Music Features
Like many others who have briefly called Vancouver their home, former Be Good Tanyas member Jolie Holland's memories of our fair city are now little more than a hazy green blur.
The devil in Miss Jolie Holland
The Living and the Dead is a gorgeous triumph for Jolie Holland, but she still battles insecurity
For reasons that have everything to do with the demon within, Jolie Holland doesn't hear an artist hitting a high-water mark when she listens to The Living and the Dead. Instead, the 32-year-old Texas-born nomad zeroes in on the heavy hitters who, along with producer Shahzad Ismaily, are partly responsible for making her third studio album one of the year's most gorgeous triumphs.
"What I hear is the beautiful musicians on the record," Holland says, on the line from Portland, Oregon, where members of her touring band reside. "I hear the Marc Ribot solo on ‘Palmyra' and it totally blows my mind. The beautiful textures of M. Ward on ‘Mexico City', where he's playing pretty much all the guitars. I'll listen to ‘Fox in Its Hole' and think about the lyrical percussion that Shahzad is playing. That's kind of what it is for me on my records-I think about other people."
Tellingly, Holland seems unable to process the fact that she's the real star of The Living and the Dead, which in no way diminishes the contributions of collaborators like Ward and long-time Tom Waits sideman Ribot. That won't surprise those who have followed her career since the release of her 2003 bedroom-session debut, Catalpa. Over the course of the past half-decade, Holland has been acclaimed as a true visionary, an artist whose major fanboys range from hip-hop oddball Sage Francis to legendary iconoclast Waits. But even as the critics have gushed, with 2006's breakthrough Springtime Can Kill You making more than one top-10 list, the singer has had trouble believing her own press.
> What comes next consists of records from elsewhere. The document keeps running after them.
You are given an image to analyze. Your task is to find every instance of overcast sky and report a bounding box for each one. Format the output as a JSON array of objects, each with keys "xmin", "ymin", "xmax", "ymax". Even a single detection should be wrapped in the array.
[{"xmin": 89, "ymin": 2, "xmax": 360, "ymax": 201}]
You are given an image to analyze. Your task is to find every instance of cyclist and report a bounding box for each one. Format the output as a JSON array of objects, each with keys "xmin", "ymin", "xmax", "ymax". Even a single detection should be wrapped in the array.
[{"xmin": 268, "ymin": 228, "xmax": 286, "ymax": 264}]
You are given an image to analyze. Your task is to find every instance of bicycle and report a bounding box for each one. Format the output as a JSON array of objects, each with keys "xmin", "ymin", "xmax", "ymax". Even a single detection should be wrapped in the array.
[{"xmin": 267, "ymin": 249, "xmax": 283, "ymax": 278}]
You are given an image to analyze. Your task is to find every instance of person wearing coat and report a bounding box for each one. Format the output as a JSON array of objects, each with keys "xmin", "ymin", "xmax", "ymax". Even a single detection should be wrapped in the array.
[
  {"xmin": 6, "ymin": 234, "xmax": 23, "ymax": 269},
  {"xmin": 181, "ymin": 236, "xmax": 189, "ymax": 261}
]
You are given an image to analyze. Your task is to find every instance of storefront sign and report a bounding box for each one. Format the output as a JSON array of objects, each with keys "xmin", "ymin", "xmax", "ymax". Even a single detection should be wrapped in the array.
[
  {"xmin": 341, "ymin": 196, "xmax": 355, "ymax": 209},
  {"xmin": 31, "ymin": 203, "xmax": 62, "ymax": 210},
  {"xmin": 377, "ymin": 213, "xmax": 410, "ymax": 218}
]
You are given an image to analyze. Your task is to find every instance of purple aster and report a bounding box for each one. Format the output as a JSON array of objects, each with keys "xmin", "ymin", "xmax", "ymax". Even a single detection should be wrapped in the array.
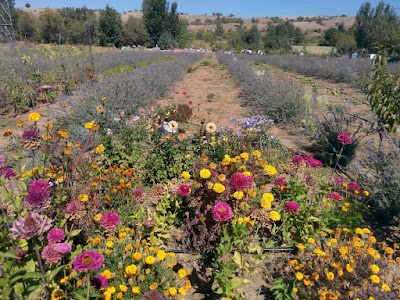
[{"xmin": 10, "ymin": 212, "xmax": 51, "ymax": 240}]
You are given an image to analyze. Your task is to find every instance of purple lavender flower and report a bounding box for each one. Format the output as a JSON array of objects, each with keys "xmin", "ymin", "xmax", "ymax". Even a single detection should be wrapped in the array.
[
  {"xmin": 0, "ymin": 168, "xmax": 17, "ymax": 179},
  {"xmin": 25, "ymin": 179, "xmax": 51, "ymax": 207},
  {"xmin": 10, "ymin": 212, "xmax": 51, "ymax": 240}
]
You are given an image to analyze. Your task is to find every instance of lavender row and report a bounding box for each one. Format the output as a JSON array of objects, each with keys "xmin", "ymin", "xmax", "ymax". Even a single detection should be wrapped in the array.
[
  {"xmin": 217, "ymin": 54, "xmax": 306, "ymax": 123},
  {"xmin": 61, "ymin": 53, "xmax": 203, "ymax": 138},
  {"xmin": 248, "ymin": 55, "xmax": 400, "ymax": 87}
]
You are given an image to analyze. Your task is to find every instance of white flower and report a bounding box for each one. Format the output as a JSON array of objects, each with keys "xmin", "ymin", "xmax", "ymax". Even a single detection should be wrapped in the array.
[{"xmin": 206, "ymin": 122, "xmax": 217, "ymax": 133}]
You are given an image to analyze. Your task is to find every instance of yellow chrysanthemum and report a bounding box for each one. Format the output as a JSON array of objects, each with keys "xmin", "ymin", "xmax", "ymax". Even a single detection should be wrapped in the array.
[
  {"xmin": 28, "ymin": 112, "xmax": 40, "ymax": 122},
  {"xmin": 200, "ymin": 169, "xmax": 211, "ymax": 179}
]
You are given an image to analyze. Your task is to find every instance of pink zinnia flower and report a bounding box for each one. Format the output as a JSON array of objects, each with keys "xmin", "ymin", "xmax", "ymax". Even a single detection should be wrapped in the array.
[
  {"xmin": 25, "ymin": 179, "xmax": 51, "ymax": 206},
  {"xmin": 337, "ymin": 131, "xmax": 353, "ymax": 145},
  {"xmin": 347, "ymin": 181, "xmax": 360, "ymax": 191},
  {"xmin": 54, "ymin": 243, "xmax": 72, "ymax": 254},
  {"xmin": 328, "ymin": 192, "xmax": 342, "ymax": 201},
  {"xmin": 274, "ymin": 177, "xmax": 287, "ymax": 188},
  {"xmin": 229, "ymin": 173, "xmax": 254, "ymax": 191},
  {"xmin": 100, "ymin": 211, "xmax": 120, "ymax": 231},
  {"xmin": 42, "ymin": 244, "xmax": 62, "ymax": 264},
  {"xmin": 74, "ymin": 250, "xmax": 104, "ymax": 272},
  {"xmin": 283, "ymin": 201, "xmax": 300, "ymax": 215},
  {"xmin": 212, "ymin": 202, "xmax": 233, "ymax": 222},
  {"xmin": 178, "ymin": 184, "xmax": 190, "ymax": 197},
  {"xmin": 0, "ymin": 155, "xmax": 6, "ymax": 169},
  {"xmin": 47, "ymin": 228, "xmax": 65, "ymax": 244},
  {"xmin": 90, "ymin": 275, "xmax": 108, "ymax": 290}
]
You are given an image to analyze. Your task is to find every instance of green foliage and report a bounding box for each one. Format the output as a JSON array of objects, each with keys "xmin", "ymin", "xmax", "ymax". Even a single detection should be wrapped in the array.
[{"xmin": 366, "ymin": 55, "xmax": 400, "ymax": 132}]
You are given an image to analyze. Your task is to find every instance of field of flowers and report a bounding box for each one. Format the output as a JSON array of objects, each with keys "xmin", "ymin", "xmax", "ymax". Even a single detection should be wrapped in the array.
[{"xmin": 0, "ymin": 47, "xmax": 400, "ymax": 300}]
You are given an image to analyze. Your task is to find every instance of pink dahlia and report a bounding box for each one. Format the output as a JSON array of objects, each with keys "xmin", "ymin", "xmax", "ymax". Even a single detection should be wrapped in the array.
[
  {"xmin": 0, "ymin": 155, "xmax": 6, "ymax": 169},
  {"xmin": 337, "ymin": 131, "xmax": 353, "ymax": 145},
  {"xmin": 212, "ymin": 202, "xmax": 233, "ymax": 222},
  {"xmin": 0, "ymin": 168, "xmax": 17, "ymax": 179},
  {"xmin": 10, "ymin": 212, "xmax": 51, "ymax": 240},
  {"xmin": 274, "ymin": 177, "xmax": 287, "ymax": 188},
  {"xmin": 229, "ymin": 173, "xmax": 254, "ymax": 191},
  {"xmin": 328, "ymin": 192, "xmax": 342, "ymax": 201},
  {"xmin": 54, "ymin": 243, "xmax": 72, "ymax": 254},
  {"xmin": 347, "ymin": 181, "xmax": 360, "ymax": 191},
  {"xmin": 42, "ymin": 244, "xmax": 62, "ymax": 264},
  {"xmin": 178, "ymin": 184, "xmax": 190, "ymax": 197},
  {"xmin": 25, "ymin": 179, "xmax": 51, "ymax": 207},
  {"xmin": 47, "ymin": 228, "xmax": 65, "ymax": 244},
  {"xmin": 90, "ymin": 275, "xmax": 108, "ymax": 290},
  {"xmin": 100, "ymin": 211, "xmax": 120, "ymax": 231},
  {"xmin": 283, "ymin": 201, "xmax": 300, "ymax": 215},
  {"xmin": 74, "ymin": 250, "xmax": 104, "ymax": 272}
]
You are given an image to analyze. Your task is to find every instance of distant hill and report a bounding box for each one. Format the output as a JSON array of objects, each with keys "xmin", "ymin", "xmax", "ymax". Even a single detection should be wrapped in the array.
[{"xmin": 23, "ymin": 8, "xmax": 355, "ymax": 37}]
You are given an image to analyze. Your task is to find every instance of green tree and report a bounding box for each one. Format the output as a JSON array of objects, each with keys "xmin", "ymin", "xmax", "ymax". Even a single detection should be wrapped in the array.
[
  {"xmin": 354, "ymin": 1, "xmax": 400, "ymax": 51},
  {"xmin": 99, "ymin": 5, "xmax": 123, "ymax": 47},
  {"xmin": 39, "ymin": 8, "xmax": 63, "ymax": 43},
  {"xmin": 123, "ymin": 16, "xmax": 149, "ymax": 46}
]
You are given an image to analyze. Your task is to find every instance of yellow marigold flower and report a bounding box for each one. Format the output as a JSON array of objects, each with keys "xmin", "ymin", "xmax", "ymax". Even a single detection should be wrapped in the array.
[
  {"xmin": 101, "ymin": 270, "xmax": 112, "ymax": 279},
  {"xmin": 233, "ymin": 191, "xmax": 244, "ymax": 200},
  {"xmin": 178, "ymin": 269, "xmax": 187, "ymax": 278},
  {"xmin": 295, "ymin": 272, "xmax": 304, "ymax": 281},
  {"xmin": 94, "ymin": 144, "xmax": 106, "ymax": 154},
  {"xmin": 124, "ymin": 265, "xmax": 137, "ymax": 276},
  {"xmin": 144, "ymin": 255, "xmax": 156, "ymax": 265},
  {"xmin": 78, "ymin": 194, "xmax": 89, "ymax": 202},
  {"xmin": 157, "ymin": 250, "xmax": 167, "ymax": 260},
  {"xmin": 200, "ymin": 169, "xmax": 211, "ymax": 179},
  {"xmin": 269, "ymin": 210, "xmax": 281, "ymax": 222},
  {"xmin": 261, "ymin": 193, "xmax": 274, "ymax": 209},
  {"xmin": 132, "ymin": 286, "xmax": 140, "ymax": 295},
  {"xmin": 369, "ymin": 274, "xmax": 381, "ymax": 284},
  {"xmin": 168, "ymin": 287, "xmax": 178, "ymax": 296},
  {"xmin": 252, "ymin": 150, "xmax": 262, "ymax": 158},
  {"xmin": 240, "ymin": 152, "xmax": 249, "ymax": 160},
  {"xmin": 369, "ymin": 264, "xmax": 379, "ymax": 274},
  {"xmin": 181, "ymin": 171, "xmax": 190, "ymax": 180},
  {"xmin": 118, "ymin": 284, "xmax": 128, "ymax": 293},
  {"xmin": 264, "ymin": 165, "xmax": 278, "ymax": 176},
  {"xmin": 178, "ymin": 287, "xmax": 187, "ymax": 296},
  {"xmin": 326, "ymin": 272, "xmax": 335, "ymax": 280},
  {"xmin": 218, "ymin": 174, "xmax": 226, "ymax": 181},
  {"xmin": 346, "ymin": 264, "xmax": 354, "ymax": 273},
  {"xmin": 28, "ymin": 112, "xmax": 40, "ymax": 122},
  {"xmin": 213, "ymin": 182, "xmax": 225, "ymax": 194}
]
For that, you can blame what she calls "the demon". Like many of us (whether we admit it or not), Holland often finds herself at war with the self-doubting monster within. And, like many of us, there are days when that monster goes on the kind of rampage from which the only escape is reaching for the bottle or curling up in the fetal position.
"My friends tell me all the time, ‘No fucking way, no fucking way—you are not thinking that,' " Holland says. "So, yeah, I have friends who are definitely blown away at how insecure I am. Because of that, it [the praise] doesn't affect me. The demon doesn't speak that language. It can be eating my guts, and it's like you might as well be yelling ‘Stop' at it in German. It's like, ‘What? Bon appétit.' So that Tom Waits likes my music—I can't digest that. I still get really bummed out by dumb shit."
In + out
Jolie Holland sounds off on the things that enquiring minds want to know.
On the business of making music: "There used to be just singers. Loretta Lynn wrote a couple of songs, but she was just a singer. Same with Johnny Cash. Now people are not only supposed to be a songwriter and a singer and a great performer and a bandleader, but they also have to be okay with getting their picture taken and interviews and all that stuff. You're also expected to produce. It's funny what it's all turned into."
On vices: "Even though I'm off caffeine, I still freak out in the morning. But I guess I'm like one of those smokers who doesn't smoke, yet is always going, ‘Um, hey—you got a cigarette?' I'm always drinking other people's coffee."
On dealing with backing musicians: "One thing I learned from Springtime is keeping things open so that other people can add things to the songs. Then all you have to do is go, ‘No, we need more Björk—make it weirder.' So I don't get attached to any particular presentation of the songs."